The 14.8 million read IOPS test toppled the record formerly held by proprietary software vendors, proving that Open Source software-defined storage provides enterprise class performance.

These exciting results use a container-based system with three-way synchronous replication for highly available persistent storage. The 12 server test cluster, consisting of standard off-the-shelf Intel servers, was provided through the Intel Data Center Builders program. The cluster is hyperconverged, meaning that the same servers are used to run the benchmark and to provide the underlying storage.
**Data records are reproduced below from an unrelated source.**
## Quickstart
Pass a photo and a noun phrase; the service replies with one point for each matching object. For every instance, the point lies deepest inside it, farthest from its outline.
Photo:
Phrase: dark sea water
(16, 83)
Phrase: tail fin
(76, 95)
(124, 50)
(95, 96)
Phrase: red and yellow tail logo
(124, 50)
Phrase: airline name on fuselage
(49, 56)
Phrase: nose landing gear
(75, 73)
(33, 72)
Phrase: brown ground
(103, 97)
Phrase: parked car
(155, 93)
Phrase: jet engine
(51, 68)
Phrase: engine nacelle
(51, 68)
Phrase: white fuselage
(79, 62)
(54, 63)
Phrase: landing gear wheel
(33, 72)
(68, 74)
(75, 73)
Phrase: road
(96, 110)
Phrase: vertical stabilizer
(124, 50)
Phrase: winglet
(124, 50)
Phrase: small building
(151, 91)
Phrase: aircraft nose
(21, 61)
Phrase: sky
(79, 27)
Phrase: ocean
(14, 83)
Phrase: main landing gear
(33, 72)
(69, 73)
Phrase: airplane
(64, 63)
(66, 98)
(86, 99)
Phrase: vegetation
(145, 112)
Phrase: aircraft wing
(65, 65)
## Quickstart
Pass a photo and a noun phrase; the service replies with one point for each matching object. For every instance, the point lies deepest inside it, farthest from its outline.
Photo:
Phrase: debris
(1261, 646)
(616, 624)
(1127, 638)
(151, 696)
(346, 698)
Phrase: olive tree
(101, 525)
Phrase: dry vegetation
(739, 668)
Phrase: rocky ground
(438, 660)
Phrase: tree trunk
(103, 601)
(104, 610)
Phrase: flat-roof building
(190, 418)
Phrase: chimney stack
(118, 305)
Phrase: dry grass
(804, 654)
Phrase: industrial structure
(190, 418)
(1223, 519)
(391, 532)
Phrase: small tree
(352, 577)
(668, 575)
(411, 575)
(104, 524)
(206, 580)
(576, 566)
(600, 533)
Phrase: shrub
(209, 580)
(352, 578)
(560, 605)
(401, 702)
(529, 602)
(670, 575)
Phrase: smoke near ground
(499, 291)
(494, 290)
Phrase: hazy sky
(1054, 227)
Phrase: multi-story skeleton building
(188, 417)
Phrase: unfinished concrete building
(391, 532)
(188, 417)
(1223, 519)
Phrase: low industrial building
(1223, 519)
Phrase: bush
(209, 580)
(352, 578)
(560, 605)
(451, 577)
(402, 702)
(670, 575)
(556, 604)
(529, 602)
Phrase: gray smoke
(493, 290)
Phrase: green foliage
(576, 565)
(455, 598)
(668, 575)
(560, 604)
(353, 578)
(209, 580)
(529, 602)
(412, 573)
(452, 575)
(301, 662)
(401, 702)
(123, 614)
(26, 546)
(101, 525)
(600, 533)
In a performance test, LINBIT measured 14.8 million IOPS. This is the highest storage performance reached by a hyperconverged system on the market, for this hardware basis. The test demonstrates that even a small LINSTOR storage system can provide millions of IOPS at microsecond latencies. For real world applications, LINBIT also tested 70/30 read/write workloads and the results of greater than 10 million IOPS correspond to outstanding application performance. More technical details are provided in their blog post about the setup.

LINBIT chose this setup because its competitors have published test results from equivalent systems. Previously Microsoft managed to reach 13.7 million IOPS, and Storpool marginally topped that with 13.8 million IOPS. LINBIT reached 14.8 million remote read IOPS - a significant jump of 7.2%. "Those performance numbers mark a milestone in the development of open-source SDS platforms. The numbers would scale up even further with a larger setup.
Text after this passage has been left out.